What’s the damn point? There must be a point. I’ll let you know when it occurs to me. You spend a year in India learning the real nitty gritty of Indian culture. You do everything wrong that you could do wrong, and in the end you say  well at least next time  I go, I’ll really be prepared. The next time you go, you are prepared in every conceivable way. You have predicted and solved problems before they have even occurred. But as it turns out, this time everything is different and whatever you learned the last time? Through painstaking hard labor and suffering? No longer relevant. Nope. Not the least bit relevant. Which only goes to show that the more you know, the less you know. And I mean that sincerely, not just in a bumper sticker kind of way. Thinking you know stuff only sets you up for a bigger fall when it all turns out to be false. The ignorant people are doing just fine, but here you are,  trying desperately to use knowledge that isn’t even relevant to the situation. Out of misplaced vanity, I guess. And by you, I mean me.

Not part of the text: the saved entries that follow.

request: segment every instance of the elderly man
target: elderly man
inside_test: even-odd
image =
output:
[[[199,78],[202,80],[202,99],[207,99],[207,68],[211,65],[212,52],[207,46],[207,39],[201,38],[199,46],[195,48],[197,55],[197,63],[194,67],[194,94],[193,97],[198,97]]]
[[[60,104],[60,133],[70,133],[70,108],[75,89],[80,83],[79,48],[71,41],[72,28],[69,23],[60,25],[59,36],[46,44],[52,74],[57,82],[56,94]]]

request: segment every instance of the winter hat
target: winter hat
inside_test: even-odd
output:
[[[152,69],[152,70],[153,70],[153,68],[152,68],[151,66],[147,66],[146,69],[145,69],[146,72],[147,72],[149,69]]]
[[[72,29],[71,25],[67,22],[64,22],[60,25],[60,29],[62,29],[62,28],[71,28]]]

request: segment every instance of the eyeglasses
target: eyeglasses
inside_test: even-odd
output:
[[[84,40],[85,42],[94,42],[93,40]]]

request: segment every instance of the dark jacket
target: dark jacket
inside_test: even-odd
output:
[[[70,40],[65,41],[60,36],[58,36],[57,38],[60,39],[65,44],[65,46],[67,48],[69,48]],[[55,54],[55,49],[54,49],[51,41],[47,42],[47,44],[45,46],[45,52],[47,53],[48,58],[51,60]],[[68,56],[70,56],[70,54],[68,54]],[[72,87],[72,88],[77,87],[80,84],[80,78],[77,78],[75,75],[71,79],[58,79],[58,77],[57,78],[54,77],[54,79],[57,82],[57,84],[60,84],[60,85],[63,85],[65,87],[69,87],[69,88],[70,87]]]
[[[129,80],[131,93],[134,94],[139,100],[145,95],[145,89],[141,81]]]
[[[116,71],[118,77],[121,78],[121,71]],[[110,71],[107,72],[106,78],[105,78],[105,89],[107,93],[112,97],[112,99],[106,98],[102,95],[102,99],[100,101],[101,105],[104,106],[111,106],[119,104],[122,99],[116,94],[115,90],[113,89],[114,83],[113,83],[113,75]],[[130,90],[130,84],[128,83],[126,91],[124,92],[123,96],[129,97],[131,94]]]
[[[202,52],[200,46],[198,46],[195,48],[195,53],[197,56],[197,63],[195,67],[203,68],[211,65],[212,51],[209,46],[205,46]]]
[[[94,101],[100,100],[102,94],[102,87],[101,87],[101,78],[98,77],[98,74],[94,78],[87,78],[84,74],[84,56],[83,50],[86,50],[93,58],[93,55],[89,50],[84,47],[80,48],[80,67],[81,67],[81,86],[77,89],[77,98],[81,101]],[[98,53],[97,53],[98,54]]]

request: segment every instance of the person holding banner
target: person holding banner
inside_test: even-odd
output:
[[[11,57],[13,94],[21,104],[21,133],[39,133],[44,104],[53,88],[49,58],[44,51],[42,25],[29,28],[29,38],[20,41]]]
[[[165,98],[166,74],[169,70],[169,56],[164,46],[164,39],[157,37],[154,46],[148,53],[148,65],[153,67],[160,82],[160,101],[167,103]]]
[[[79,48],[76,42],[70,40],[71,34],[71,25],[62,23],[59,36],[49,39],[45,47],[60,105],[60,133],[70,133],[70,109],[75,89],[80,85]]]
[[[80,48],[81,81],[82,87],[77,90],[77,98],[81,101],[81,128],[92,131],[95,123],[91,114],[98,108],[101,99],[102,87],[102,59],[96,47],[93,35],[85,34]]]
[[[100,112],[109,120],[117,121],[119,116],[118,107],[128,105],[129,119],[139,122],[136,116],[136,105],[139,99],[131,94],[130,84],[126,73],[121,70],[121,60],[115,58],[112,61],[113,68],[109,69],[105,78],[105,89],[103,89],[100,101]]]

Rishikesh, I have discovered, is a European resort. Much like Goa, it is where people come to enjoy themselves and loaf endlessly. They take raft rides on the Ganges, play beach volleyball, and engage in exotic but short-lived trysts with one another. Rishikesh is the Jamaica of Asia. Some of you, being Americans with stars in your eyes about India’s “authenticity”—and you know who you are--will not want to believe this, and I don’t give a damn if you do or don’t. It has taken me about three very confusing days to figure this out even though it is plain as the nose on your face. I saw an Israeli girl honest to god bathing in the Ganges in her underpants. And here I’ve been so careful not to show my ankles.

Rishikesh is also the Santa Fe of India. It's where people come to find themselves, only their observations of Indians in their natural habitats are so tinged with spiritual desperation that they will turn a random cow crossing into some kind of life-changing event.

Cow crosses road, conversation follows: “Cows should cross! Yes, we should all cross, just like the sacred cows! Cross to the other side of consciousness!” Etc. Some of the conversations I overhear or (gack!) am even involved in, would curdle your coffee. The danger of falling into the trap of overgeneralizing random events for the sake of so-called enlightenment looms at all times in life, I find, not just here, but this personality quirk (or whatever it is) was, it seems, born or at least weaned in Rishikesh and festers here like a perpetually infected sore.

Some of these people are really tripping, basically. But not really. If you tried tripping here, the smells would really get to you. I understand at one point, weed was plentiful here and smoked openly, but I’m not seeing it now. Though I once met some very well educated Indian dudes in a restaurant and one of them stepped outside to smoke some “hashish” while the other one explained its soporific effects to me and exclaimed what a shame it was that one wasn’t allowed to smoke it indoors anymore, like a regular cigarette. An odd conversation for many reasons—the first being he seemed to think smoking weed was something Indians had made up and kept secret all these years, and the second being that no significant odor emanated from said cigarette, so I’m guessing it was some pretty mild weed, and not what we call hashish at all. Anyone with more hash experience than I, feel free to comment here and set me straight.

In a conversation with the only truly likeable tourist here, a fifty year old Irish dude named Kevin, I informed him that Americans have no idea India is a vacation resort. He thought that was funny, since it so obviously is. So anyway, I found a hotel room with a lamp shade. Yes, I eat my words yet again. It overlooks the Ganges, which is like any old river, except it has sandy beaches, all of which have been exploited as tent camps for river rafters and beach volleyball enthusiasts. It also overlooks a restaurant that also overlooks the Ganges. I’m going to sit there a lot and work on this book. I got out of my rugged backpacker gear and bought some fun resort clothes and started going with the flow, what the hell. By the way, there is a "rainbow gathering" in a forest near haridwar, so this place may be more full of colorful and filthy characters than usual.